И было лучше. На следующий день перед процедурами ему разрешили помыться, а ещё через день пришёл Пауль, они долго сидели втроём, а потом Пауль и Ольга куда-то удалились, оставив Шная наедине с Машкиной домашней стряпнёй. Говорят, мимо рта не пронесёшь, но он стеснялся есть на людях — боялся промазать вилкой мимо куска, перепачкать подбородок или не заметить налипшие на губах крошки. А потом его перевели в общую палату. Его соседи — трое грозных мужиков — ночи напролёт квасили, травя байки, и Шнайдер хохотал так, что казалось, от напряжения швы на боку вот-вот разойдутся. Они называли его Фрицем Кучерявым, и постоянно спрашивали: “Сколько пальцев видишь?”. Он отвечал, что ни одного, и в ответ показывал им один — средний, отчего мужики каждый раз ржали, как впервые.
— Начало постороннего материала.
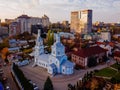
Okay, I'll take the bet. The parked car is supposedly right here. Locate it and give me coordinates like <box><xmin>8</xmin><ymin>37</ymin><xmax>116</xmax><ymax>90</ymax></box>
<box><xmin>34</xmin><ymin>86</ymin><xmax>39</xmax><ymax>90</ymax></box>
<box><xmin>28</xmin><ymin>80</ymin><xmax>39</xmax><ymax>90</ymax></box>
<box><xmin>5</xmin><ymin>86</ymin><xmax>10</xmax><ymax>90</ymax></box>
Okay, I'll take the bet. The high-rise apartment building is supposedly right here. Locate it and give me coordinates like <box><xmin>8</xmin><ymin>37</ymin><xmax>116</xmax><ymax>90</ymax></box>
<box><xmin>71</xmin><ymin>10</ymin><xmax>92</xmax><ymax>34</ymax></box>
<box><xmin>9</xmin><ymin>14</ymin><xmax>50</xmax><ymax>36</ymax></box>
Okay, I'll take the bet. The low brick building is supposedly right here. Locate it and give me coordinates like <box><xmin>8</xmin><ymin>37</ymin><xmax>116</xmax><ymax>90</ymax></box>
<box><xmin>114</xmin><ymin>51</ymin><xmax>120</xmax><ymax>64</ymax></box>
<box><xmin>71</xmin><ymin>46</ymin><xmax>107</xmax><ymax>68</ymax></box>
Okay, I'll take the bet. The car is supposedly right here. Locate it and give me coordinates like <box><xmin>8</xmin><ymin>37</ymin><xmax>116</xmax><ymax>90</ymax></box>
<box><xmin>28</xmin><ymin>80</ymin><xmax>39</xmax><ymax>90</ymax></box>
<box><xmin>68</xmin><ymin>84</ymin><xmax>73</xmax><ymax>89</ymax></box>
<box><xmin>5</xmin><ymin>86</ymin><xmax>10</xmax><ymax>90</ymax></box>
<box><xmin>3</xmin><ymin>63</ymin><xmax>7</xmax><ymax>66</ymax></box>
<box><xmin>34</xmin><ymin>86</ymin><xmax>39</xmax><ymax>90</ymax></box>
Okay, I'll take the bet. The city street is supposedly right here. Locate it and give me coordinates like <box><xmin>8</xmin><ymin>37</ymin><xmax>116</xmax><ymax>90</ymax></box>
<box><xmin>1</xmin><ymin>63</ymin><xmax>19</xmax><ymax>90</ymax></box>
<box><xmin>20</xmin><ymin>59</ymin><xmax>116</xmax><ymax>90</ymax></box>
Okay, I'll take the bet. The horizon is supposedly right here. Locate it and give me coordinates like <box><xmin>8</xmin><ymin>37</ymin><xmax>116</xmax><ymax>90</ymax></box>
<box><xmin>0</xmin><ymin>0</ymin><xmax>120</xmax><ymax>23</ymax></box>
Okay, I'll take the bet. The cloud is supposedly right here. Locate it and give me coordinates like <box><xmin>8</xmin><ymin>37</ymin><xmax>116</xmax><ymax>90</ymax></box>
<box><xmin>0</xmin><ymin>0</ymin><xmax>120</xmax><ymax>22</ymax></box>
<box><xmin>18</xmin><ymin>0</ymin><xmax>39</xmax><ymax>9</ymax></box>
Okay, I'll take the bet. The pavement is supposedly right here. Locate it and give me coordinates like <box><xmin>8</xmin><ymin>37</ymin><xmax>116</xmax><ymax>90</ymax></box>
<box><xmin>0</xmin><ymin>58</ymin><xmax>19</xmax><ymax>90</ymax></box>
<box><xmin>20</xmin><ymin>58</ymin><xmax>116</xmax><ymax>90</ymax></box>
<box><xmin>2</xmin><ymin>64</ymin><xmax>19</xmax><ymax>90</ymax></box>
Когда они курили в форточку, Шнай стоял на стрёме, что само по себе стало мемом. Шутки шутками, а потеря одного чувства неминуемо компенсируется обострением остальных — Шнай в первый же день ощутил это на себе. Он различал топот медсестричкиных шлёпанцев по лестнице ещё до того, как их носительница оказывалась на этаже травматологического отделения. К её приходу мужики уже тушили сигареты и разбегались по койкам — так Шнайдер заработал себе авторитет. “Эй, Фриц, с такой чуйкой тебе б во вратари! В нашу сборную — хуже точно не будет!”. Он никогда в жизни столько не смеялся. Стас не обманул — с каждым днём становилось всё лучше, и лучше, и лучше...
— Заскочим домой переодеться или так пойдём?
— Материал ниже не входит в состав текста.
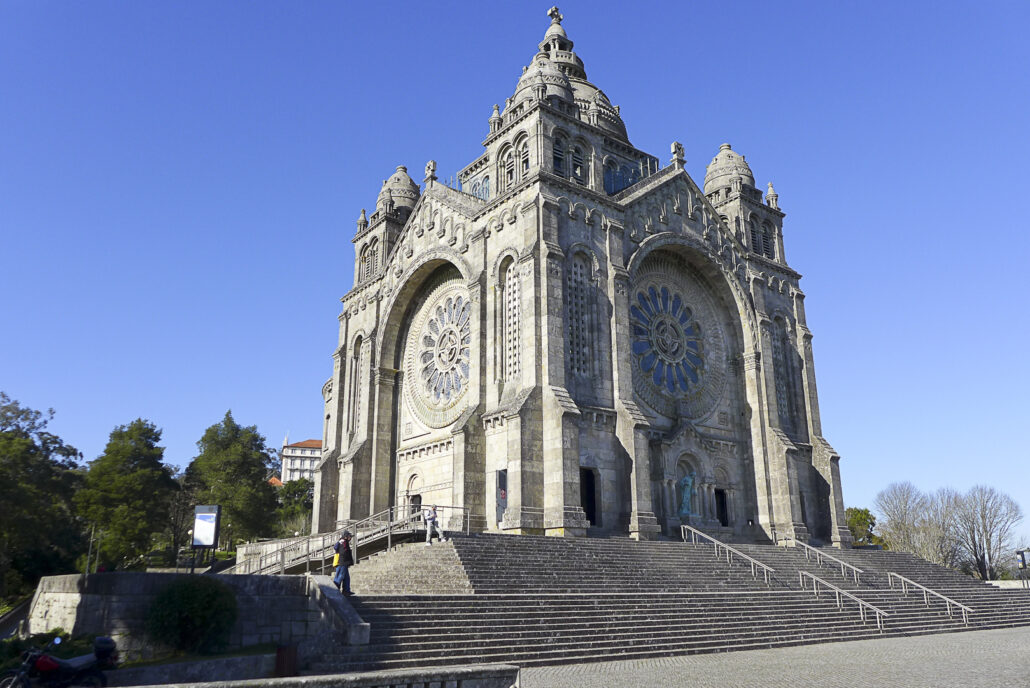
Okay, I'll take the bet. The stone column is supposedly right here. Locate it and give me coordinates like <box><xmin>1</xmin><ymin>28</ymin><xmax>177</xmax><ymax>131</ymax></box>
<box><xmin>608</xmin><ymin>267</ymin><xmax>660</xmax><ymax>540</ymax></box>
<box><xmin>540</xmin><ymin>236</ymin><xmax>588</xmax><ymax>536</ymax></box>
<box><xmin>368</xmin><ymin>365</ymin><xmax>398</xmax><ymax>516</ymax></box>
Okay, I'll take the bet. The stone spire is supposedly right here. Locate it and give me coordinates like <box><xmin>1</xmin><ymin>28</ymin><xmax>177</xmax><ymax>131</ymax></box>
<box><xmin>356</xmin><ymin>208</ymin><xmax>368</xmax><ymax>232</ymax></box>
<box><xmin>766</xmin><ymin>182</ymin><xmax>779</xmax><ymax>210</ymax></box>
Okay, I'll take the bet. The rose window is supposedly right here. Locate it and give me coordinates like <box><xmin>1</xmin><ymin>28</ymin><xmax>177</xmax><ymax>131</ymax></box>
<box><xmin>404</xmin><ymin>279</ymin><xmax>473</xmax><ymax>428</ymax></box>
<box><xmin>631</xmin><ymin>285</ymin><xmax>705</xmax><ymax>395</ymax></box>
<box><xmin>628</xmin><ymin>258</ymin><xmax>728</xmax><ymax>420</ymax></box>
<box><xmin>419</xmin><ymin>295</ymin><xmax>471</xmax><ymax>404</ymax></box>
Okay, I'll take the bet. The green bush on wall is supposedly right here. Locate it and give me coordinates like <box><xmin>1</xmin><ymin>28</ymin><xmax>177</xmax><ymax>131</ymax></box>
<box><xmin>145</xmin><ymin>576</ymin><xmax>238</xmax><ymax>654</ymax></box>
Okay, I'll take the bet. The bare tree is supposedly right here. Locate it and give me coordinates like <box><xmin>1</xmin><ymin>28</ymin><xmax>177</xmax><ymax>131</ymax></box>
<box><xmin>915</xmin><ymin>488</ymin><xmax>962</xmax><ymax>568</ymax></box>
<box><xmin>875</xmin><ymin>482</ymin><xmax>927</xmax><ymax>553</ymax></box>
<box><xmin>954</xmin><ymin>485</ymin><xmax>1023</xmax><ymax>580</ymax></box>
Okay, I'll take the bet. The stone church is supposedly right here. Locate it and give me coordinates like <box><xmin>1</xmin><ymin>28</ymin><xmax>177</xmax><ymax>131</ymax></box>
<box><xmin>312</xmin><ymin>8</ymin><xmax>852</xmax><ymax>547</ymax></box>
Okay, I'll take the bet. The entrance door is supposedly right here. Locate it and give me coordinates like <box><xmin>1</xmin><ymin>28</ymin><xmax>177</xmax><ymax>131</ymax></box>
<box><xmin>409</xmin><ymin>494</ymin><xmax>422</xmax><ymax>523</ymax></box>
<box><xmin>580</xmin><ymin>468</ymin><xmax>598</xmax><ymax>526</ymax></box>
<box><xmin>715</xmin><ymin>489</ymin><xmax>729</xmax><ymax>527</ymax></box>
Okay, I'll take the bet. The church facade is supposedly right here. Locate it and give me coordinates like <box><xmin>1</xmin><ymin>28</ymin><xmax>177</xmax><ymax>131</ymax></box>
<box><xmin>312</xmin><ymin>8</ymin><xmax>852</xmax><ymax>547</ymax></box>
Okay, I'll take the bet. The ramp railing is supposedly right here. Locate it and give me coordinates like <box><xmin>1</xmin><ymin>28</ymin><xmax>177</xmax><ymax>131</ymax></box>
<box><xmin>777</xmin><ymin>536</ymin><xmax>864</xmax><ymax>584</ymax></box>
<box><xmin>799</xmin><ymin>570</ymin><xmax>888</xmax><ymax>631</ymax></box>
<box><xmin>681</xmin><ymin>524</ymin><xmax>775</xmax><ymax>584</ymax></box>
<box><xmin>887</xmin><ymin>572</ymin><xmax>973</xmax><ymax>625</ymax></box>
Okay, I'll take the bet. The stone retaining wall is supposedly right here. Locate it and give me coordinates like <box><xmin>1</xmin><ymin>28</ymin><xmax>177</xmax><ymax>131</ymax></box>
<box><xmin>27</xmin><ymin>573</ymin><xmax>335</xmax><ymax>661</ymax></box>
<box><xmin>158</xmin><ymin>663</ymin><xmax>519</xmax><ymax>688</ymax></box>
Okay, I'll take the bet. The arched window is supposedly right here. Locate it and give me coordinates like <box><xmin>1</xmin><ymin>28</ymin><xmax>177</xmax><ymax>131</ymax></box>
<box><xmin>359</xmin><ymin>238</ymin><xmax>379</xmax><ymax>281</ymax></box>
<box><xmin>750</xmin><ymin>221</ymin><xmax>762</xmax><ymax>254</ymax></box>
<box><xmin>566</xmin><ymin>252</ymin><xmax>592</xmax><ymax>375</ymax></box>
<box><xmin>500</xmin><ymin>258</ymin><xmax>521</xmax><ymax>381</ymax></box>
<box><xmin>481</xmin><ymin>176</ymin><xmax>490</xmax><ymax>199</ymax></box>
<box><xmin>553</xmin><ymin>136</ymin><xmax>566</xmax><ymax>176</ymax></box>
<box><xmin>347</xmin><ymin>336</ymin><xmax>362</xmax><ymax>433</ymax></box>
<box><xmin>570</xmin><ymin>146</ymin><xmax>585</xmax><ymax>185</ymax></box>
<box><xmin>502</xmin><ymin>149</ymin><xmax>515</xmax><ymax>191</ymax></box>
<box><xmin>761</xmin><ymin>222</ymin><xmax>775</xmax><ymax>259</ymax></box>
<box><xmin>604</xmin><ymin>161</ymin><xmax>619</xmax><ymax>194</ymax></box>
<box><xmin>517</xmin><ymin>140</ymin><xmax>530</xmax><ymax>176</ymax></box>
Чёрт, он так увлёкся составлением расписания встреч на предстоящую неделю, что и не заметил, как часы в приёмной пробили шесть. Сегодня они идут в гости к Сергею с Наташей — кажется, это называется “дружить семьями” или вроде того. Их дочки называют его дядя Кыис, кроме старшей — та уже научилась выговаривать “р”. Так странно это слышать... Коробит и радует одновременно.
— Так пойдём. Я сказал пой-дём. Пешочком.
Вечер чудесный — отчего бы не прогуляться?
Шнайдер заехал на Ленинскую, чтобы собрать вещи. Он обещал Стасу, что переедет к нему, как только зрение выправится настолько, что он сможет обходиться в быту без посторонней помощи. Это было полгода назад, а на прошлой неделе он сменил тёмные очки на простые, с диоптриями. Обещания надо держать, тем более что они оба их дали. Они пообещали друг другу, что в их общей двушке никогда не будет места наркотикам, истерикам, недомолвкам, рукоприкладству, изменам, предательству, лжи, насилию, безделью, оскорблениям и телевизору. Это не “ещё один шанс” — этот шанс последний и единственный. Шнайдер знает это, и он его не упустит.